At the same time, global consumer culture is relentlessly expanding. People all over the world are targeted with advertising messages telling them: ‘You are not good enough as you are, but buying our product will make you better.’ With face-to-face relationships deteriorating and real-life role models replaced by artificial images of perfection in mass media and in the hyperbolic world of social media, unhealthy comparisons run rife. In the Global South especially, the breakdown of communities and cultures is severing rich intergenerational relationships and uprooting identities.
Those healthier identities are often replaced by destructive alternatives which reflect a desperate need for belonging.
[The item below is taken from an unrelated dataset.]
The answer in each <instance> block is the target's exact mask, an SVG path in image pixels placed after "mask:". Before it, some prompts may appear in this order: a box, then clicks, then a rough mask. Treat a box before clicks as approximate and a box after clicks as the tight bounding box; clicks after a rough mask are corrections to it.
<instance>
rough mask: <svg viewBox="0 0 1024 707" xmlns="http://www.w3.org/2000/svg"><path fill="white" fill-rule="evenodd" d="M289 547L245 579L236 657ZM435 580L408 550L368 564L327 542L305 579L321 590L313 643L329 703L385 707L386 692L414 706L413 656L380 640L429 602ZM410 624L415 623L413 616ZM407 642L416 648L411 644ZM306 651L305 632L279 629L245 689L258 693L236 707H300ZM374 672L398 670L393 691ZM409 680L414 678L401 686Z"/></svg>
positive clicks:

Ideological fundamentalism and extremism can seem to offer an explanation for worsening social and personal ills, as well as a radical solution. They can provide personal validation and meaning, solidarity and a sense of community – all essential human needs that have been undermined by globalization. In this way, the uprooting of the South’s land-based populations has been the driver of much of the ethnic conflict, fundamentalism and radicalism seen in that part of the world.
Rural areas in the North have been similarly hollowed out by global economic forces. Family farms tied to the global food economy are steadily failing, and their demise devastates the local economies and communities they long supported. Young people who have grown up in these rural areas often see no future there: not only are jobs scarce, but – just as in Ladakh – the media and advertising tell them that urban life is ‘cool’, glamorous and exciting by contrast.
Unable to grasp the destructive impacts of the corporate-led global economy, people are vulnerable to arguments that scapegoat immigrants and minorities. They can also become anti-Green and anti-Left, believing that bloated government bureaucracy and environmental and social protection measures are responsible for their economic woes. Many will vote in support of free trade and laissez-faire economics, believing that these policies will provide the prosperity they have been denied.
To avoid spiralling further towards extremism, we urgently need to get active in spreading the word about global economic deregulation and its impacts on our communities and personal lives. Ignorance about this system enables the pseudo-solutions of Trump, Brexit, Bolsonaro and others to gain strength, even as the global economic system marches onwards, unfettered.